Ils voyaient, d’ici, les barreaux d’une échelle rampant le long de la coque. Immense, elle devait bien s’élever sur une trentaine de mètres au moins et son sommet se perdait dans la brume. Suivant du regard sa courbe délicate, Morgane trouva quelques lettres imprimées sur le fer du navire et son cœur, dans ses entrailles, se figea.

Le Rhapsodie.

C’était impossible. Tout le monde disait que… Que…

- Morgane, avance !

L’ordre d’Izac la ramena à la réalité. Ses yeux papillonnèrent un instant, elle se rendit compte qu’elle s’était arrêtée. Chancelante, tituba sur ses jambes étaient en coton.

- Morgane !

Cette fois, c’était la voix de Nina. La main de fer du médecin de bord lui empoigna le bras et l’entraîna à sa suite. Elle se laissa guider, sonnée, effrayée, coulant vers le navire des regards glacés.
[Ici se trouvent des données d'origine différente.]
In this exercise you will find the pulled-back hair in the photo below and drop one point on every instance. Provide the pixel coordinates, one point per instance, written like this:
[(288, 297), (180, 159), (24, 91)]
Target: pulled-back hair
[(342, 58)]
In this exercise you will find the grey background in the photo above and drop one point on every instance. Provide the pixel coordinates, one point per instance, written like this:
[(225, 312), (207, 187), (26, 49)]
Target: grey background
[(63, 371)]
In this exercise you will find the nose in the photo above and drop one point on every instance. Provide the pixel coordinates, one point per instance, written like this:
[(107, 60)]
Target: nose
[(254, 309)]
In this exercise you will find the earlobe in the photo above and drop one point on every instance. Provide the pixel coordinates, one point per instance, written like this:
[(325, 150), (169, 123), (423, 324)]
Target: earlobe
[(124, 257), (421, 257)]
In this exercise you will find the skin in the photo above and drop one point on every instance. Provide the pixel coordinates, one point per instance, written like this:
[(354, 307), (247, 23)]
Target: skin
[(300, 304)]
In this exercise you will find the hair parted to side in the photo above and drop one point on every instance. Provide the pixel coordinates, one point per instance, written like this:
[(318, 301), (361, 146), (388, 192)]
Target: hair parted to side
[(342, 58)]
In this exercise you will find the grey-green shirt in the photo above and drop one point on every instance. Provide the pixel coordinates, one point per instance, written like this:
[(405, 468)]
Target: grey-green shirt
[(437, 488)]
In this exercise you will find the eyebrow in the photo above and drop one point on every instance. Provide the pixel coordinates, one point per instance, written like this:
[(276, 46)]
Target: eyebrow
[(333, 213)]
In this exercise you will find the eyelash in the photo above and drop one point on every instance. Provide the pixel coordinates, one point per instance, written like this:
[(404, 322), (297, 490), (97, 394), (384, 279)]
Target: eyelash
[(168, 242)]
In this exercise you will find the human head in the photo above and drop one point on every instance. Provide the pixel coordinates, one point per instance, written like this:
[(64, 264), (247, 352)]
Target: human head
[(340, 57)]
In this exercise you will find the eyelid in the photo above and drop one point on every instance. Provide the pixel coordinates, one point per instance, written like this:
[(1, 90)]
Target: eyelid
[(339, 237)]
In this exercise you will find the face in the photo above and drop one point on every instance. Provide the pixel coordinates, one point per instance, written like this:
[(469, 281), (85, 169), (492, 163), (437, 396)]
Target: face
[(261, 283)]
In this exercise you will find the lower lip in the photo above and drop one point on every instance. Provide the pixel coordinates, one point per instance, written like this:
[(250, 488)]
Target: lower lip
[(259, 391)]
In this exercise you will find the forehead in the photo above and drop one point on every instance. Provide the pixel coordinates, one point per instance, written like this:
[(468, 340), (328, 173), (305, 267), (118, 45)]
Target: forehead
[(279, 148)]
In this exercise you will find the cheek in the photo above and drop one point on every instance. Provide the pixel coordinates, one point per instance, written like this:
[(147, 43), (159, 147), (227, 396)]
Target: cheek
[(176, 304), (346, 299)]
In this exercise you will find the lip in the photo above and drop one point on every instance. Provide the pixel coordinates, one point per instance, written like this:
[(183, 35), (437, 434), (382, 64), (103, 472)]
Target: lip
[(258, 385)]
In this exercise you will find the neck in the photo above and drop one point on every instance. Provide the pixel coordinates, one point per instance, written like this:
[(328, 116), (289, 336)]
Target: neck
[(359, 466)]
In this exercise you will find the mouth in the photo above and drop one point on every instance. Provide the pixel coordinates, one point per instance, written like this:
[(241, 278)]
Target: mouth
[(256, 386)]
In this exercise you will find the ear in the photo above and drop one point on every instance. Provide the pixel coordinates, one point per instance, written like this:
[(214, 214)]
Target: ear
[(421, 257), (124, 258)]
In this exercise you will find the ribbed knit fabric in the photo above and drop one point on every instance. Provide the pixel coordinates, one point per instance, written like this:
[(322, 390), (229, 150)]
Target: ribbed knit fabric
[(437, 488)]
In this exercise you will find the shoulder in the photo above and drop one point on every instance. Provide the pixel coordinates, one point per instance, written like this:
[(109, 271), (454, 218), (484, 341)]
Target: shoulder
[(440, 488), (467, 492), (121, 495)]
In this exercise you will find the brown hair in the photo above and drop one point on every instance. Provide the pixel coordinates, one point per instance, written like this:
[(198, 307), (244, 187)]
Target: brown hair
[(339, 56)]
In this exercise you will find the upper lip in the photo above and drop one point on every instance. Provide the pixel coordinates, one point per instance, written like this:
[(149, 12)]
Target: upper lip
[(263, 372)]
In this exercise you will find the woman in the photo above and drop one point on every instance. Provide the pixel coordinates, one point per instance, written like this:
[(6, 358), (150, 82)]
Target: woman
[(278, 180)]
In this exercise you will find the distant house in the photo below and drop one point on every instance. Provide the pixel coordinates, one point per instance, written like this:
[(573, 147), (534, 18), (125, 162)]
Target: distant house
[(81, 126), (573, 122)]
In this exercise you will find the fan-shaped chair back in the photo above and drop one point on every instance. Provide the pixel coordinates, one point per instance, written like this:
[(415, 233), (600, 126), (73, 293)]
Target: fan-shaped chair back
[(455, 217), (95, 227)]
La poupe du bateau, cent mètres plus avant, disparaissait déjà dans un vent de folie.

La coque du Rhapsodie était enchâssée dans des blocs de glace colossaux, brisés et pêle-mêle, témoignant du fait que le bâtiment s’était encastré dans la Grande Blanche. Izac Médian, avec une souplesse et une grâce que Morgane ne lui avait prêtées que par supposition, se lança dans l’escalade sans l’ombre d’une hésitation, poussant Mikaël à en faire de même.

- J’ai le vertige ! Protesta le borgne.

Au même instant, trébuchantes et pantelantes, Nina et Morgane arrivaient à sa hauteur.

- Monte ! Lui ordonna la première en la poussant dans le dos.

La machiniste trébucha, croisa le regard de Clarisse qui claquait des dents à ses côtés. Elles se sourirent sans vraiment y penser.

- On se retrouve en haut. Décréta Milante.

L’autre hocha la tête, puis Morgane s’attaqua à l’ascension. Grimper la glace fut un jeu d’enfant. Fêlée, brisée, divisée, elle offrait plus de prise qu’on ne pouvait en rêver. Mais les barreaux de l’échelle, eux, tordus, rouillés, à demi brisés, lui jetèrent une peur bleue au ventre et il lui fallut faire un effort colossal pour s’y accrocher.

À tout moment, ils pouvaient céder sous son poids et le vide l’avalerait.

Seuls les sifflements de la tempête purent la convaincre de poursuivre la montée.